Teratogenic potential of almokalant, dofetilide, and d-sotalol: drugs with potassium channel blocking activity.

Drugs with class III antiarrhythmic activity are potential human teratogens because of their ability to cause bradycardia in the embryo during the organogenic period. Three drugs with class III antiarrhythmic activity, almokalant, dofetilide and d-sotalol, were compared in vitro using rat embryo culture. Each of these drugs caused a concentration-dependent bradycardia in 11- or 13-day rat embryos. For each drug the effective concentration was considerably greater than the human therapeutic plasma concentration. The reproductive outcome was also compared in vivo in Sprague-Dawley rats by oral administration of almokalant or dofetilide on single days during the organogenic period. Both drugs caused increased resorptions and the same stage-dependent malformations. Dosing on gestational day (GD) 11 was associated with right-sided oblique cleft lip and short tail, while dosing on day 13 caused digital hypoplasia and/or amputation.
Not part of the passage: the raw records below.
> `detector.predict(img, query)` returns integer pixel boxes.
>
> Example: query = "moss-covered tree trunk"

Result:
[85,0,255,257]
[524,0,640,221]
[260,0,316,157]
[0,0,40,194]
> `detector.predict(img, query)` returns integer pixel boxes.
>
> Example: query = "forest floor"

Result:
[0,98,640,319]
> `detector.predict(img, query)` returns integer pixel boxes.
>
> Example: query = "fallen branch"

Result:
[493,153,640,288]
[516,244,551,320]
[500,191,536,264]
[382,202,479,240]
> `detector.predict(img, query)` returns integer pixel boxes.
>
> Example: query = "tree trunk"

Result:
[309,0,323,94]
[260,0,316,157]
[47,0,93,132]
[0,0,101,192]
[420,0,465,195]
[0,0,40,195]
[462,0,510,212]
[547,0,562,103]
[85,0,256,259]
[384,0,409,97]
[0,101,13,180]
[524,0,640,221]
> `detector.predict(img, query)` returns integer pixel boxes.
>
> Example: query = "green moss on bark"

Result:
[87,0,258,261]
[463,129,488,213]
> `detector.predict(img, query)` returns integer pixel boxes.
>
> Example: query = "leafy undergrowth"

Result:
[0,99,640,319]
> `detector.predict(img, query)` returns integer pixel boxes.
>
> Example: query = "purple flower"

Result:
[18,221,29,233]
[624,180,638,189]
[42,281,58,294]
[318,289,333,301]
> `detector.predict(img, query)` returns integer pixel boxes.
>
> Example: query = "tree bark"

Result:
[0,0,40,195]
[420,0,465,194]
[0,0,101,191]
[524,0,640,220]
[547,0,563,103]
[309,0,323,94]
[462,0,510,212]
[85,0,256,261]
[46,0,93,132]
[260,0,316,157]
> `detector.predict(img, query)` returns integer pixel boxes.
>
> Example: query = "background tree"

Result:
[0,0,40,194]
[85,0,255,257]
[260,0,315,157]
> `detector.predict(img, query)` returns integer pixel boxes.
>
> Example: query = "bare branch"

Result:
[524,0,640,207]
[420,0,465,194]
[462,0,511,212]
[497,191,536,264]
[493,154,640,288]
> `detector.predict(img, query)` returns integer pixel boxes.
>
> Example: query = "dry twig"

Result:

Susceptibility to these drugs started on GD 9 when the embryonic heart starts beating and ended on GD 15. The malformations were preceded by hemorrhage; which is consistent with the proposed pathogenesis that the drug-induced bradycardia caused embryonic hypoxia/ischemia. This study indicates that the induction of malformations/embryonic death by class III antiarrhythmic drugs which inhibit Ikr is a class effect secondary to a common pharmacological action on the embryonic heart.